None explicitly stated, but the core argument can be summarized as: “existing methods for training self-correction typically depend on either multiple models, a more advanced model, or additional forms of supervision… SCoRe addresses these challenges by training under the model’s own distribution of self-generated correction traces and using appropriate regularization to steer the learning process into learning a self-correction behavior that is effective at test time…”

4. Primary Themes

  • Self-correction in LLMs: The central theme is improving the ability of LLMs to autonomously identify and correct their own mistakes.

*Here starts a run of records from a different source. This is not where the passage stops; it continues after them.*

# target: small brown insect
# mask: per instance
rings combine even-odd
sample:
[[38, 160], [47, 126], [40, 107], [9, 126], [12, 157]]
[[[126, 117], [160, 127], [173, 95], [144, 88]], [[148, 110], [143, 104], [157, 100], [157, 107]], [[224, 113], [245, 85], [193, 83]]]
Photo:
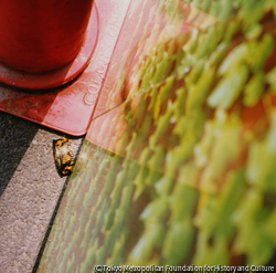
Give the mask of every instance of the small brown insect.
[[53, 153], [59, 175], [70, 176], [75, 164], [70, 140], [67, 138], [53, 140]]

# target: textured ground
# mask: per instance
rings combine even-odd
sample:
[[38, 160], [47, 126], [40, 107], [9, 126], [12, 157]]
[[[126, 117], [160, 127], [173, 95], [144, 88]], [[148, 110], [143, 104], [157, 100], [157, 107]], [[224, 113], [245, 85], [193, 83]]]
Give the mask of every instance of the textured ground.
[[[0, 112], [0, 272], [32, 272], [66, 181], [52, 151], [63, 136]], [[70, 139], [76, 153], [83, 138]]]

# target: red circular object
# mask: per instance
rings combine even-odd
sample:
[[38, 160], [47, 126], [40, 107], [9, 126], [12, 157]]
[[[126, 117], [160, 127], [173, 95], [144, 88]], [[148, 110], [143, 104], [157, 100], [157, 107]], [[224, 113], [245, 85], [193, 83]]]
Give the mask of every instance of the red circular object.
[[[44, 90], [76, 77], [87, 66], [97, 42], [98, 14], [92, 3], [93, 0], [1, 2], [0, 82]], [[6, 13], [11, 13], [11, 18]]]

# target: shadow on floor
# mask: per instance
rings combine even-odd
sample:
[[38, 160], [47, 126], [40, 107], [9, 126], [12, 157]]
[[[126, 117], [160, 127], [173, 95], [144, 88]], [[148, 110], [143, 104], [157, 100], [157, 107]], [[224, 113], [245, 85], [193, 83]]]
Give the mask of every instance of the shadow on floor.
[[39, 125], [0, 112], [0, 196], [35, 136]]

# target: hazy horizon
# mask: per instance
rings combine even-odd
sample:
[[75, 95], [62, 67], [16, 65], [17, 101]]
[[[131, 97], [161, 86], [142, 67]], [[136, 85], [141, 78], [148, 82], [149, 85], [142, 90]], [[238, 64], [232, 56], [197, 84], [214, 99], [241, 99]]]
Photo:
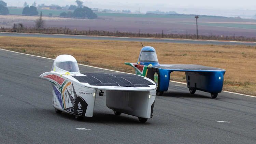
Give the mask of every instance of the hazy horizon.
[[[36, 5], [44, 4], [46, 5], [52, 4], [60, 6], [77, 5], [74, 0], [45, 0], [43, 2], [37, 0], [3, 0], [7, 3], [8, 6], [23, 7], [26, 1], [28, 4], [32, 5], [35, 2]], [[130, 0], [129, 3], [124, 0], [94, 0], [93, 1], [83, 1], [83, 4], [92, 8], [111, 9], [113, 10], [129, 10], [132, 12], [140, 12], [145, 13], [148, 11], [159, 10], [163, 12], [175, 11], [179, 14], [198, 14], [199, 15], [216, 15], [218, 16], [241, 18], [254, 18], [256, 14], [256, 3], [254, 0], [216, 0], [214, 2], [207, 2], [203, 0], [188, 0], [170, 1], [166, 0], [156, 1], [141, 0], [139, 1]], [[242, 3], [241, 3], [242, 2]]]

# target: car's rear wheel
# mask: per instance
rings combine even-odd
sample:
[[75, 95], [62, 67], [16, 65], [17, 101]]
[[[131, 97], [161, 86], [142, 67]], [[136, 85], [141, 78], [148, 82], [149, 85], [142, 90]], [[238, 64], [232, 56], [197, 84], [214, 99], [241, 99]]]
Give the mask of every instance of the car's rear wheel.
[[77, 115], [75, 115], [75, 118], [76, 120], [82, 120], [83, 119], [83, 116]]
[[114, 111], [114, 113], [116, 115], [119, 115], [122, 113], [121, 113], [121, 112], [117, 112], [117, 111], [115, 111], [114, 110], [113, 110], [113, 111]]
[[190, 92], [190, 93], [194, 94], [196, 92], [196, 89], [193, 89], [192, 88], [189, 88], [189, 92]]
[[140, 117], [138, 117], [138, 118], [139, 118], [139, 120], [141, 123], [145, 123], [147, 120], [147, 118], [142, 118]]
[[159, 91], [158, 90], [156, 91], [156, 95], [157, 96], [162, 96], [163, 93], [163, 91]]
[[216, 98], [217, 96], [218, 96], [218, 93], [215, 93], [214, 92], [211, 93], [211, 96], [212, 96], [212, 98], [213, 99], [215, 99]]
[[57, 114], [61, 114], [62, 113], [62, 111], [60, 111], [56, 108], [54, 108], [54, 109], [55, 109], [55, 112]]

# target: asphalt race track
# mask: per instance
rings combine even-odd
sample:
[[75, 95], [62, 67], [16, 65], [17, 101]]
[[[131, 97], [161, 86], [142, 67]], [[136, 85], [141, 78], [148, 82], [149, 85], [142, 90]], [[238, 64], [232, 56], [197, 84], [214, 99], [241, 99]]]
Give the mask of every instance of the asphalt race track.
[[[77, 121], [55, 113], [52, 86], [38, 78], [54, 60], [2, 49], [0, 60], [1, 144], [256, 143], [255, 97], [223, 91], [213, 99], [172, 82], [145, 123], [115, 115], [98, 93], [93, 117]], [[115, 72], [79, 67], [81, 72]]]
[[171, 43], [190, 44], [215, 44], [224, 45], [256, 45], [256, 42], [244, 42], [238, 41], [224, 41], [210, 40], [179, 40], [168, 39], [150, 39], [143, 38], [130, 38], [118, 37], [97, 37], [85, 35], [64, 34], [48, 34], [38, 33], [0, 32], [0, 36], [38, 37], [40, 38], [76, 39], [93, 40], [114, 40], [135, 42]]

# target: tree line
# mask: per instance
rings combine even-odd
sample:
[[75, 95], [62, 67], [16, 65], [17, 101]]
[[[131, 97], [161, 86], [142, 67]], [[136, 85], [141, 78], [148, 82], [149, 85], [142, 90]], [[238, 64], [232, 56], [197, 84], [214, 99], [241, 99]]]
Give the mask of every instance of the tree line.
[[76, 9], [73, 12], [69, 11], [68, 13], [63, 12], [60, 14], [60, 16], [63, 17], [76, 17], [81, 18], [88, 18], [90, 19], [97, 18], [97, 15], [94, 13], [91, 9], [87, 6], [83, 8], [78, 8]]

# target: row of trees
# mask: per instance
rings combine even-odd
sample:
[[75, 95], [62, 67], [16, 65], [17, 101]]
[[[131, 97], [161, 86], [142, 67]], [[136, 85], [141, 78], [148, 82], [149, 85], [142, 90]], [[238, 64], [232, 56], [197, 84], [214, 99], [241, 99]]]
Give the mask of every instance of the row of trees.
[[64, 17], [88, 18], [90, 19], [97, 18], [98, 17], [97, 15], [94, 13], [91, 9], [87, 6], [84, 6], [83, 8], [77, 8], [74, 11], [73, 13], [70, 11], [67, 13], [63, 12], [60, 14], [60, 16]]
[[22, 14], [28, 15], [38, 15], [38, 12], [37, 10], [37, 7], [34, 6], [26, 6], [22, 11]]
[[6, 6], [7, 4], [2, 0], [0, 0], [0, 15], [6, 15], [9, 14], [9, 10]]
[[[60, 14], [60, 16], [64, 17], [75, 17], [81, 18], [88, 18], [90, 19], [97, 18], [97, 15], [93, 13], [91, 9], [87, 6], [84, 6], [82, 8], [83, 2], [79, 0], [75, 1], [77, 4], [77, 7], [74, 11], [73, 12], [69, 12], [68, 13], [63, 12]], [[28, 15], [36, 15], [38, 14], [38, 12], [37, 11], [37, 8], [31, 6], [30, 7], [26, 6], [23, 9], [22, 14]]]

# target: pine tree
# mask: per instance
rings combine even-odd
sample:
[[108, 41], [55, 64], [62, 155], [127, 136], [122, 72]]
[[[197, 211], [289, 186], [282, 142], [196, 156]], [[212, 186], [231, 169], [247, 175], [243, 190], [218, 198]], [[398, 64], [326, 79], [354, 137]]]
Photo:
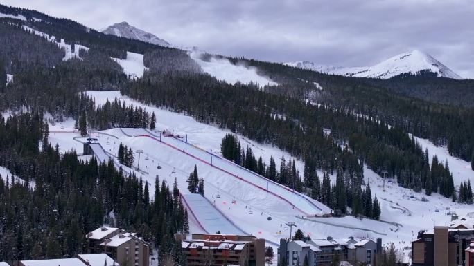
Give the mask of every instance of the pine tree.
[[273, 156], [270, 156], [270, 162], [267, 169], [267, 178], [270, 180], [276, 180], [276, 165]]
[[321, 200], [321, 182], [317, 175], [315, 175], [315, 179], [313, 181], [313, 189], [311, 189], [311, 198], [316, 200]]
[[204, 197], [204, 179], [202, 178], [199, 180], [199, 184], [198, 184], [198, 193]]
[[365, 188], [365, 200], [364, 203], [365, 204], [365, 211], [364, 212], [364, 215], [365, 215], [367, 217], [374, 217], [372, 212], [374, 210], [372, 204], [372, 192], [370, 189], [370, 184], [367, 184], [367, 186]]
[[309, 261], [308, 260], [308, 254], [305, 255], [304, 260], [303, 260], [303, 266], [309, 266]]
[[376, 195], [374, 198], [374, 209], [372, 210], [372, 218], [375, 220], [380, 219], [380, 205], [378, 203], [378, 200], [377, 200], [377, 196]]
[[87, 121], [85, 111], [82, 111], [79, 117], [79, 131], [81, 136], [85, 137], [87, 135]]
[[151, 118], [150, 119], [150, 129], [153, 130], [156, 128], [157, 124], [157, 117], [155, 115], [155, 112], [152, 113]]
[[189, 174], [188, 178], [188, 190], [192, 193], [198, 192], [199, 186], [199, 177], [198, 176], [198, 166], [194, 166], [194, 170]]
[[262, 160], [262, 156], [258, 158], [258, 162], [257, 163], [257, 173], [263, 175], [265, 174], [265, 167], [263, 167], [263, 161]]
[[145, 182], [145, 189], [143, 189], [143, 203], [148, 205], [150, 203], [150, 189], [148, 188], [148, 182]]
[[287, 184], [287, 170], [286, 170], [286, 161], [285, 160], [285, 157], [281, 157], [281, 163], [280, 164], [280, 174], [279, 177], [278, 182], [281, 184]]
[[189, 233], [189, 221], [188, 215], [188, 210], [184, 210], [184, 216], [183, 218], [183, 232]]
[[428, 196], [431, 196], [431, 189], [433, 188], [433, 184], [431, 181], [431, 175], [428, 173], [426, 175], [426, 184], [425, 184], [425, 193]]
[[303, 234], [303, 231], [299, 228], [295, 232], [295, 236], [293, 236], [293, 240], [302, 240], [304, 238], [304, 234]]
[[120, 162], [122, 164], [125, 164], [124, 163], [124, 159], [125, 159], [125, 153], [123, 151], [123, 145], [122, 144], [122, 142], [120, 142], [120, 144], [119, 145], [119, 151], [117, 151], [117, 157], [119, 158], [119, 162]]

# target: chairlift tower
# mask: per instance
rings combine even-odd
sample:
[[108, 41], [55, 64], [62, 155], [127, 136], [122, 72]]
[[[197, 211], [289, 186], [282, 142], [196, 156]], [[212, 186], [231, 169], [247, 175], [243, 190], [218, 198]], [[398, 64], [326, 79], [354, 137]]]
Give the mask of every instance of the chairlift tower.
[[140, 171], [140, 154], [143, 153], [143, 150], [137, 150], [136, 153], [139, 154], [138, 171]]
[[293, 222], [287, 222], [285, 225], [290, 227], [290, 239], [291, 239], [291, 233], [293, 231], [293, 227], [297, 227], [296, 224]]
[[388, 173], [388, 171], [383, 170], [382, 173], [383, 173], [383, 188], [382, 189], [382, 191], [385, 192], [385, 174]]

  • Reinforcement Learning: The paper focuses on using RL as the primary training paradigm to address the limitations of supervised learning approaches.

  • Self-supervised Learning: The approach emphasizes learning from self-generated data, making it a form of self-supervised learning.

  • Overcoming Limitations of SFT and Standard RL: The authors extensively analyze the shortcomings of existing techniques, highlighting the need for a novel approach like SCoRe.

  • Benchmarking and Evaluation: The paper rigorously evaluates SCoRe’s performance against baselines and other state-of-the-art methods on established benchmarks.